En esta novela se destaca un rasgo que nunca falla en el estilo de nuestro autor: el juego lingüístico. En otras obras, ese juego se plasma por medio del recurso de los versos intercalados, donde abundan las rimas desopilantes. En este caso, en cambio, el descalabro del lenguaje opera a través de su protagonista, Bonachón, que es, sobre todo, una voz. Leemos y lo oímos tergiversar las palabras, invertir los sonidos, trastocar el lenguaje como la obra de Roald Dahl trastoca el pensamiento políticamente correcto y los discursos edificantes destinados al mundo infantil. “Dalas Chickens” en lugar de “Charles Dickens”: jugar con el lenguaje, destruirlo, hacerle perder seriedad y corrección: otra desobediencia contra los antiguos usos escolares de la literatura infantil. El resultado es la irrupción de lo absurdo, que permite soltar la carcajada y parodiar las moralejas, ambos condimentos infaltables en la obra de Dahl.
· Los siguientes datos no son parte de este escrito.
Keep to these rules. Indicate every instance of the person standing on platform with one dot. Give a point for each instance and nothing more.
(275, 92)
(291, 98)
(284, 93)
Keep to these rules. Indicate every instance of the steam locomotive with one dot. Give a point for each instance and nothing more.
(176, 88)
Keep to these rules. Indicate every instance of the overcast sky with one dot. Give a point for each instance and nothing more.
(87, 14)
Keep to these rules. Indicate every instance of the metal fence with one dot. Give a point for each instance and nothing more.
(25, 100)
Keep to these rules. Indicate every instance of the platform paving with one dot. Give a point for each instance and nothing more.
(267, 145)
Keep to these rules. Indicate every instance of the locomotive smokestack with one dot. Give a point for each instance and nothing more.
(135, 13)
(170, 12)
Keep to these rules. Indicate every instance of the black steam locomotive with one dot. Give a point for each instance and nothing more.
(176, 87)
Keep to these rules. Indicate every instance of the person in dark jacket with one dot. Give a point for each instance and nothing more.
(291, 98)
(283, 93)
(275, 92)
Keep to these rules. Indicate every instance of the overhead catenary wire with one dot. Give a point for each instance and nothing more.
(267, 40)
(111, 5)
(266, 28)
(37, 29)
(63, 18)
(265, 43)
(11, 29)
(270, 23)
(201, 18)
Hay algo más en Bonachón que merece ser destacado. Me refiero a la noble tarea a la que se dedica, plena de altruismo y buenas intenciones. Otra embestida contra los mensajes perversos del éxito y la popularidad que pueblan los consumos infantiles masificados. A diferencia de los otros gigantes, asesinos de niños, Bonachón tiene la misión de cazar sueños, clasificarlos y soplarles los agradables a los chicos del mundo. Claro que esos sueños –otra perla maravillosa de la novela- no son los que a los adultos les gustarían. Son sueños-niños narrados en lenguaje bonachón: “yo es sólo un niño de ocho años pero ya tengo una ermosa barba y todos los demás niños me embidian”; “yo tengo una abeja que hace múquisa de rock and roll cuando vuela”. Nótese en estos fragmentos, además de los geniales argumentos de los sueños enfrascados, la transgresión ortográfica, otra rebeldía anti escolar.
Resulta admirable la capacidad de Dahl para interpretar las fantasías infantiles con toda su carga de franqueza, de emociones confusas, de sinsentido. En El GGB, el episodio del gasipún es una muestra más de ese talento: en la cueva de Bonachón los buenos modales quedan a un lado y está permitido festejar el placer que genera tirarse un buen pedo –popotraque en lengua gigante- después de una copa de dulce gasipún. Rápidamente adaptada a este extraño hogar sin reglas de etiqueta y maravillas por doquier (se puede viajar en bolsillo, fabricar las más torturantes pesadillas, viajar a tierras inverosímiles), ¿qué motivos tendría Sofía, la protagonista, para volver al oscuro orfanato? El GGB es un tío bueno y entrañable que, ante todo, le da cariño, atención y compañía, todo lo que la pequeña no puede tener en la “vida real”. Y lo mismo les sucede a los lectores: ninguna moralidad, ninguna moraleja, ningún progresismo pesado los expulsa de la ficción, del carnaval de la literatura, que es un espacio en el que todas las formas del poder pueden ser burladas.
No faltarán detractores que acusen a Roald Dahl de misógino, de apologista del capital y la monarquía, de violento y reaccionario. Yo elijo ver en sus contradicciones, tan apasionantes y jugosas, las razones que lo ubican entre las grandes autores de la literatura (a secas). Ya lo dijo Mijaíl Bajtín, el lenguaje y, por extensión, la literatura son una arena de combate en la que se tensionan y luchan todas las valoraciones sociales. Esa danza es eterna y vibrante como la auténtica literatura. No espero menos de un libro para niños.